Canaan: Anyway, today’s conversation takes place in a shopping mall.
Jane: And it is between two friends. Let’s not make it boyfriend and girlfriend.
Canaan: And since they are friends, they are speaking in casual Mandarin.
Jane: Let’s go to the dialogue. I can’t wait for today’s lesson.
Canaan: All right but before we go, hold on we need to remind our users again about our online flashcard tool available to our premium learners.
Jane: And it is a great way to review all the vocabularies you’ve learned with us.
Canaan: Right and while you are there, check out the many other great learning tools we provided. It’s much better than going shopping with your girlfriend, believe me.
Jane: Well equally good. Okay let’s go to the dialogue. What a pleasant talk between our listeners!
这件衣服好看吗?(Zhè jiàn yīfu hǎokàn ma?)
大不大?(Dà bù dà?)
不太大。正好。(Bùtàidà. Zhènghǎo)
Canaan: And now with the English translation.
这件衣服好看吗?(Zhè jiàn yīfú hǎokàn ma?)
Does this piece of clothing look good?
大不大?(Dà bù dà?)
Is it too big?
不太大。正好。(Bù tài dà. Zhènghǎo.)
No, it's just right.
Canaan: Yeah if only all such conversations could go so smoothly.
Jane: Anyway Canaan, do you find sometimes it’s hard to find the right sized clothes in China especially for westerners?
Canaan: Definitely. Back in the states, I buy medium sizes but over here, I am a triple extra large.
Jane: Well even for me, I can tell you, since I put on weight recently, shopping is not as much fun as it used to be.
Canaan: Oh please, are you kidding, you….
Jane: True. A lot of clothes I like are simply just too small for me now.
Canaan: Okay.
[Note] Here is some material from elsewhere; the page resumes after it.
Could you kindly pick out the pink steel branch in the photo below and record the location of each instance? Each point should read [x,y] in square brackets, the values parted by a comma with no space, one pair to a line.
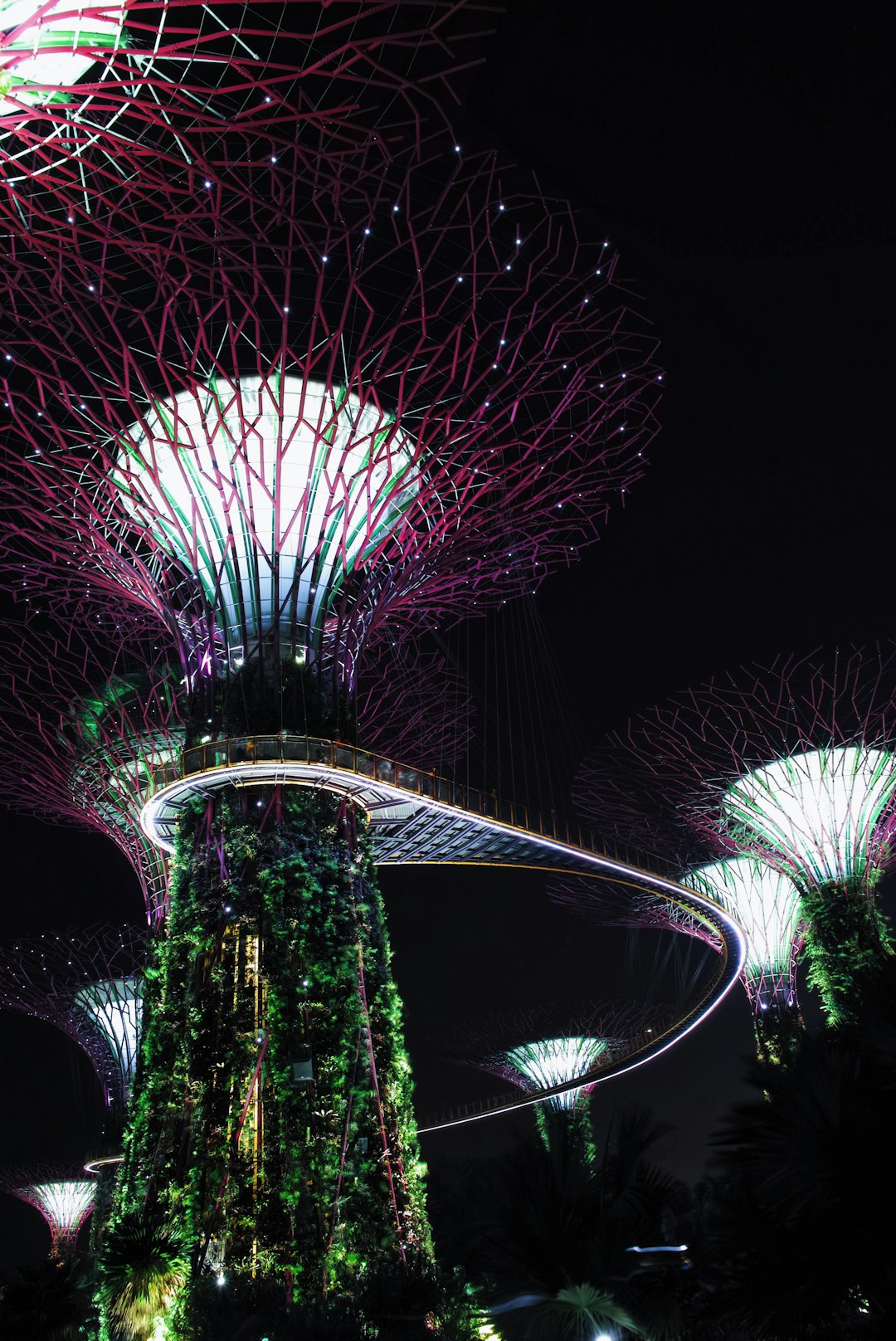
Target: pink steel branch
[46,977]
I don’t believe it but I am not going to argue with you.
Jane: Anyway our vocabularies today are full of useful words that you can use when you try on any clothes.
Canaan: Awesome. Let’s take a look.
Jane: 衣服 (yīfu)
Canaan: Clothes.
Jane: 好看 (hǎokàn)
Canaan: Good looking.
Jane: 好看 好看 (Hǎokàn hǎokàn)
Jane: 西服 (xīfú)
Canaan: Suit.
Jane: 西服 西服(Xīfú xīfú)
Jane: 正好 (zhènghǎo)
Canaan: Just right.
Jane: 正好 正好(Zhènghǎo zhènghǎo)
Jane: 大 (dà)
Canaan: Big.
Jane: 大 大(Dàdà)
Jane: 小 (xiǎo)
Canaan: Small.
Jane: 小 小 (Xiǎo xiǎo)
Jane: 肥 (féi)
Canaan: Fat, baggy.
Jane: 肥 肥 (Féi féi)
Jane: 瘦 (shòu)
Canaan: Thin, tight.
Jane: 瘦 瘦 (Shòu shòu)
Canaan: Let’s have a closer look at the usage for some of the words and phrases from this lesson.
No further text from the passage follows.